The ecliptic latitude of Venus can be determined with the aid of Tables 58, 73, and 74. Table 58 allows the mean argument of latitude, $\bar{F}$, of Venus to be calculated as a function of time. Next, Table 73 permits the epicyclic latitude, $\beta_0$, to be determined as a function of the true argument of latitude, $F$. Finally, Table 74 allows the quantities $\delta h_-$, $\bar{h}$, and $\delta h_+$ to be calculated as functions of the epicyclic anomaly, $\mu$.

The procedure for using the tables is as follows:

1. Determine the fractional Julian day number, $t$, corresponding to the date and time at which the ecliptic latitude is to be calculated with the aid of Tables 27-29. Form $\Delta t = t-t_0$, where $t_0= 2\,451\,545.0$ is the epoch.
2. Calculate the planetary equation of center, $q$, ecliptic anomaly, $\mu$, and interpolation parameters $\Theta_+$ and $\Theta_-$ using the procedure set out in Cha. 9.
3. Enter Table 58 with the digit for each power of 10 in ${\Delta} t$ and take out the corresponding values of $\Delta\bar{F}$. If $\Delta t$ is negative then the corresponding values are also negative. The value of the mean argument of latitude, $\bar{F}$, is the sum of all the $\Delta\bar{F}$ values plus the value of $\bar{F}$ at the epoch.
4. Form the true argument of latitude, $F=\bar{F} + q$. Add as many multiples of $360^\circ$ to $F$ as is required to make it fall in the range $0^\circ$ to $360^\circ$. Round $F$ to the nearest degree.
5. Enter Table 73 with the value of $F$ and take out the corresponding value of the epicyclic latitude, $\beta_0$. It is necessary to interpolate if $F$ is odd.
6. Enter Table 74 with the value of $\mu$ and take out the corresponding values of $\delta h_-$, $\bar{h}$, and $\delta h_+$. If $\mu > 180^\circ$ then it is necessary to make use of the identities $\delta h_\pm(360^\circ - \mu) = \delta h_\pm(\mu)$ and $\bar{h}(360^\circ - \mu) = \bar{h}(\mu)$.
7. Form the deferential latitude correction factor, $h = \Theta_-\,\delta h_-+ \bar{h} + \Theta_+\,\delta h_+$.
8. The ecliptic latitude, $\beta$, is the product of the epicyclic latitude, $\beta_0$, and the deferential latitude correction factor, $h$. The decimal fraction can be converted into arc minutes using Table 31. Round to the nearest arc minute.

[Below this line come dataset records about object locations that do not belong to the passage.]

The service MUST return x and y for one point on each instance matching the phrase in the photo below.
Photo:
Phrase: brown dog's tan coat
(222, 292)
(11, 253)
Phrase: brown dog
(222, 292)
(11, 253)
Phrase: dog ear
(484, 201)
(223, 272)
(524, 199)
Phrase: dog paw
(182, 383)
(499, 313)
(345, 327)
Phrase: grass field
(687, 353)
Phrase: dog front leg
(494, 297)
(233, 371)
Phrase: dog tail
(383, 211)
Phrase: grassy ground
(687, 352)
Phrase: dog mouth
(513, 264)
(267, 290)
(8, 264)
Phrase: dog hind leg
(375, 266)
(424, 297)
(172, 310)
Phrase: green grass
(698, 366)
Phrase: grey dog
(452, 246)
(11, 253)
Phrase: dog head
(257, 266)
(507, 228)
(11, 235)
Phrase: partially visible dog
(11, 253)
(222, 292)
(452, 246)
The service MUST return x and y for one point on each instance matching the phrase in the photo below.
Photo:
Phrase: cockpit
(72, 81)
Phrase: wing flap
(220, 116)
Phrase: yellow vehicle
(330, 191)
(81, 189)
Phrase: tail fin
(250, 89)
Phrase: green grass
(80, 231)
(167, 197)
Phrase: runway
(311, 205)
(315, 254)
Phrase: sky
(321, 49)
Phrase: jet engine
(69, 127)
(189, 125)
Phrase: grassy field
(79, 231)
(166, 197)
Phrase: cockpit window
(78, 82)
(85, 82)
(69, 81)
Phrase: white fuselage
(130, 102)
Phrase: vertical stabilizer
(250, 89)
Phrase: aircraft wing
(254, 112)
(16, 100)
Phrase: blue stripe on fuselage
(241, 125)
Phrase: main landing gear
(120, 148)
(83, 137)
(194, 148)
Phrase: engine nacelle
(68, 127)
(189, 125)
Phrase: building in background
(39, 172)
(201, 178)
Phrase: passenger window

One example of this procedure is given below.

 
Example: May 5, 2005 CE, 00:00 UT:
 
From Cha. 9, $t-t_0=1\,950.5$ JD, $q= -0.712^\circ$, $\mu= 21.689^\circ$, $\Theta_-=-0.355$, and $\Theta_+ = -0.125$. Making use of Table 58, we find:

$t$(JD)	$\bar{F}(^\circ)$
+1000	$162.138$
+900	$1.924$
+50	$80.107$
+.5	$0.801$
Epoch	$105.253$
	$350.223$
Modulus	$350.223$

Thus,

$$F = \bar{F} + q = 350.223-0.712 = 349.511\simeq 350^\circ.$$

It follows from Table 73 that

$$\beta_0(350^\circ) = -0.423^\circ.$$

Since $\mu\simeq 22^\circ$, Table 74 yields

$$\delta h_-(22^\circ) = 0.008,\mbox{\hspace{0.5cm}}\bar{h}(22^\circ)=0.591, \mbox{\hspace{0.5cm}}\delta h_+(22^\circ) = 0.008,$$

so

$$h = \Theta_-\,\delta h_- + \bar{h}+\Theta_+\,\delta h_+ = -0.355\times 0.008+0.591-0.125\times 0.008 = 0.587.$$

Finally,

$$\beta = h\,\beta_0 =- 0.587\times 0.423 = -0.248\simeq -0^\circ 15'.$$

Thus, the ecliptic latitude of Venus at 00:00 UT on May 5, 2005 CE was $-0^\circ 15'$.